Convoy has reached another milestone on the long road toward complete automation of the trucking industry’s brokering process.
The Seattle-based digital freight network announced Wednesday that it has achieved fully automated load pricing. The breakthrough comes less than a year after Convoy achieved fully automated load matching. Convoy says the combined pieces of brokering, which traditionally involved manual, time-consuming work identifying available trucks and negotiating on bids via calls and emails, can be handled by its platform in minutes with no calls or emails.
Convoy has come a long way since CEO and co-founder Dan Lewis was visiting shippers and truck stops, learning about the market and getting feedback on Convoy’s early ideas. Speaking Tuesday night at a live recording of the Acquired podcast in Seattle, he recalled walking into a shipper’s office for the first time, so nervous that all he could do was ask to use the bathroom.
But as he talked with drivers and shippers about the concept, Lewis found an industry in need of transformation. That was in contrast with some of his past ideas.
“I’d had some really bad ideas — really bad ideas,” said Lewis, a veteran of companies including Amazon, Google and Microsoft. “This one, every time I shared it with someone from the industry, they were excited about it and felt like it was necessary.”
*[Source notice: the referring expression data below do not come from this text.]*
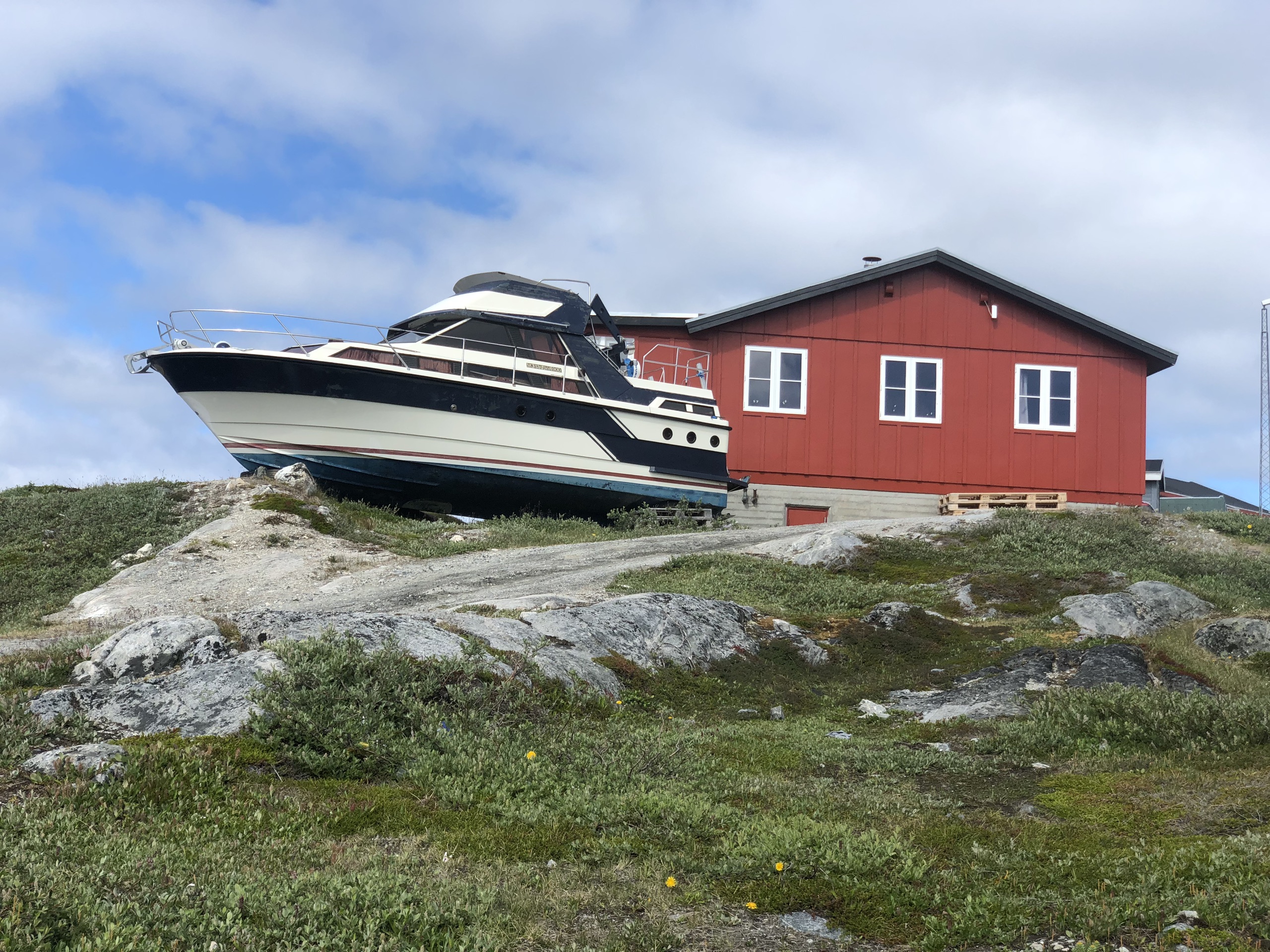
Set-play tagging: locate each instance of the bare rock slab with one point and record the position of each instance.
(417, 636)
(82, 757)
(1005, 690)
(1235, 638)
(148, 648)
(209, 699)
(829, 549)
(1142, 610)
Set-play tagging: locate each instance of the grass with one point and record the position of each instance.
(388, 803)
(1019, 564)
(56, 542)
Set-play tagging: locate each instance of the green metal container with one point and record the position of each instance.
(1196, 504)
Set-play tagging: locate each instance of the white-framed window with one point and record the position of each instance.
(1044, 398)
(912, 389)
(775, 380)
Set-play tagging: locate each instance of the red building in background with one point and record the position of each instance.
(877, 393)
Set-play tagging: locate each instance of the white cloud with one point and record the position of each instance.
(686, 157)
(71, 416)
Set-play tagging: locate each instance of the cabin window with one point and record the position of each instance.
(775, 380)
(1044, 398)
(912, 389)
(369, 356)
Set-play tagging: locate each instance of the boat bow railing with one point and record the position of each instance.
(477, 359)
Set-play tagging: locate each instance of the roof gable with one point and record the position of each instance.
(1157, 358)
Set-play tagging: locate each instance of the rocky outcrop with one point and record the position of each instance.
(172, 674)
(149, 648)
(829, 547)
(1142, 610)
(207, 699)
(1003, 691)
(417, 636)
(298, 479)
(1235, 638)
(82, 757)
(888, 615)
(648, 630)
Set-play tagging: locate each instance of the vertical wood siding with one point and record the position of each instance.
(934, 313)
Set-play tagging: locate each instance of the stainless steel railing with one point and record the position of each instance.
(525, 366)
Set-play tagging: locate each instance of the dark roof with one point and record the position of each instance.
(1157, 358)
(651, 320)
(1196, 490)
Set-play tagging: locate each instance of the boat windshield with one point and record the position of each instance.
(484, 336)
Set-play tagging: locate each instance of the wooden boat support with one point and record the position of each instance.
(958, 503)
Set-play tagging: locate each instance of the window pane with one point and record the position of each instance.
(760, 391)
(761, 363)
(792, 395)
(1060, 413)
(1029, 384)
(925, 376)
(792, 367)
(1061, 384)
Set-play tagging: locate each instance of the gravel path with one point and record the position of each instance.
(230, 565)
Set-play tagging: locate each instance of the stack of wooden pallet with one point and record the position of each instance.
(702, 516)
(959, 503)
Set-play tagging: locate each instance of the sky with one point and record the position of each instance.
(352, 160)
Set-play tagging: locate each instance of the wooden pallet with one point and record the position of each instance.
(959, 503)
(702, 516)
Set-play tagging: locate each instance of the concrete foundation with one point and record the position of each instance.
(842, 504)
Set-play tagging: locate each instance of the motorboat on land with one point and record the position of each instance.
(497, 400)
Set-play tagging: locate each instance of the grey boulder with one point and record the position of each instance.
(417, 636)
(647, 630)
(1235, 638)
(1004, 691)
(888, 615)
(831, 549)
(148, 648)
(200, 700)
(1143, 608)
(298, 477)
(82, 757)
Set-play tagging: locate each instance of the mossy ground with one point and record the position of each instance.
(408, 817)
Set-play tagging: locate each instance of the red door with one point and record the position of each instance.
(806, 515)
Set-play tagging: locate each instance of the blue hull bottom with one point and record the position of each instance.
(474, 490)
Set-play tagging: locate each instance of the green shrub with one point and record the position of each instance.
(56, 542)
(1136, 721)
(1253, 529)
(339, 711)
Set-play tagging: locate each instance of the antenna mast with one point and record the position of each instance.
(1264, 469)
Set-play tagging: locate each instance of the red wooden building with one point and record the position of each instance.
(877, 393)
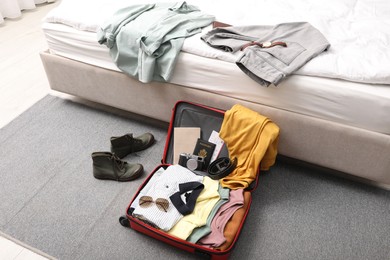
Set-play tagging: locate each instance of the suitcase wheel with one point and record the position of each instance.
(124, 221)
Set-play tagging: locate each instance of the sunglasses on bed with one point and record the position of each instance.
(147, 201)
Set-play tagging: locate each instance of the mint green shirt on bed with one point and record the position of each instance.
(145, 40)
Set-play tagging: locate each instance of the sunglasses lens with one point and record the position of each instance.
(162, 204)
(145, 201)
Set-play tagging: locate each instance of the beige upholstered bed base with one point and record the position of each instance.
(332, 145)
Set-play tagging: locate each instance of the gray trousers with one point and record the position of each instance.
(269, 65)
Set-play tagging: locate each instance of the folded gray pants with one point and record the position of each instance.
(269, 65)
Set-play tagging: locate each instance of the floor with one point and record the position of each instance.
(23, 83)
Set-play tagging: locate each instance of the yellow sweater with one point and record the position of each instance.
(251, 138)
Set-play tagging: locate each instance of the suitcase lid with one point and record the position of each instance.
(188, 114)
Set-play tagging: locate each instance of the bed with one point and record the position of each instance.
(332, 112)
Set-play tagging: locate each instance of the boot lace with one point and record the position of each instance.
(118, 164)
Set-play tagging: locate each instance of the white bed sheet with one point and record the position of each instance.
(358, 30)
(356, 104)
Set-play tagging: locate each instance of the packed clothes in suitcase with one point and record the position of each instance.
(199, 197)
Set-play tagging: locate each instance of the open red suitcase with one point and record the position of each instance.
(186, 114)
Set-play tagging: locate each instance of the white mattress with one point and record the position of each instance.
(355, 104)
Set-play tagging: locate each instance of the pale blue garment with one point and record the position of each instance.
(203, 231)
(145, 40)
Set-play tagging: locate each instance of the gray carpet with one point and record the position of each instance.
(50, 200)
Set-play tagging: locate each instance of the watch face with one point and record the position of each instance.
(267, 44)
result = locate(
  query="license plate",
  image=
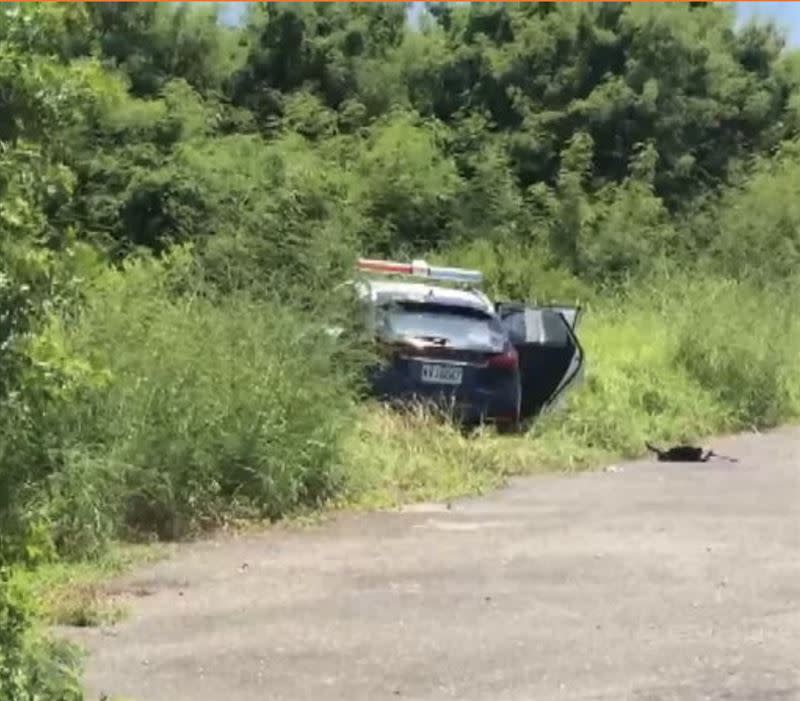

Fast-forward more than four years, and Convoy is one of the Seattle region’s unicorns, valued at more than $1 billion. The 4-year-old startup, backed by high-profile investors including Jeff Bezos, Reid Hoffman, Bill Gates and U2’s Bono, competes against traditional brokers such as C.H. Robinson, the largest U.S. freight broker, and newer players such as Uber Freight.
Convoy says its new milestone in automated pricing will help it operate more efficiently, and lead to reduced costs for shippers and full trucks for carriers.
“We’ve been working for the past four years on improving our pricing models,” Convoy Chief Product Officer Ziad Ismail told GeekWire. “And as we’ve been building more and more density we have more and more data for us to train our models. We’ve also gotten more drivers to use our app. The combination of those two things have led us to 100-percent automated pricing in Convoy’s top markets.”
Those markets include Atlanta, Boston, Dallas, and Los Angeles, among others.
Truckers earn more when they get more load options, better routes, and make fewer “empty mile” trips. Convoy aims to increase capacity and decrease costs for shippers with more truckers on its platform. Automated brokering produces further benefit for both sides of the marketplace, the company said.
The technological breakthrough comes just a month after Convoy’s latest funding round of $400 million, at a $2.7 billion valuation. And in Ismail’s view, it’s a top tech accomplishment for the company, alongside Automated Reloads, which uses machine learning to group full-truckload shipments for carriers and is helping reduce empty mile carbon emissions.
“Once you automate the core of the marketplace, which is the matching and pricing side, your ability to run experiments ends up being completely different,” Ismail said. “When you have human-based processes, trying to run small experiments to test differences is very difficult. But once you have a digital network, you can innovate, experiment and learn at a completely different pace. And so that’s kind of what we’re seeing now, it’s setting Convoy up really to experiment the way that you would expect a true technology company to experiment.”
Speaking with Acquired podcast co-hosts Ben Gilbert and David Rosenthal at the University of Washington in Seattle last night, Lewis recalled overhearing skeptical brokers cast aspersions on Convoy’s early plans, under the theory that “computers don’t match freight; people match freight.”
Such skepticism from traditional players put Convoy in a position to “write the rules … and be the first to come up with the models” for key parts of the process including payments, matching and providing data and insights to customers, Lewis said.
In a sign of how much things have changed, Lewis didn’t outright dismiss the question of whether Convoy could someday operate a third-party marketplace for other brokers, similar to what Amazon does with its marketplace for third-party sellers. “It could move in that direction at some point,” he acknowledged.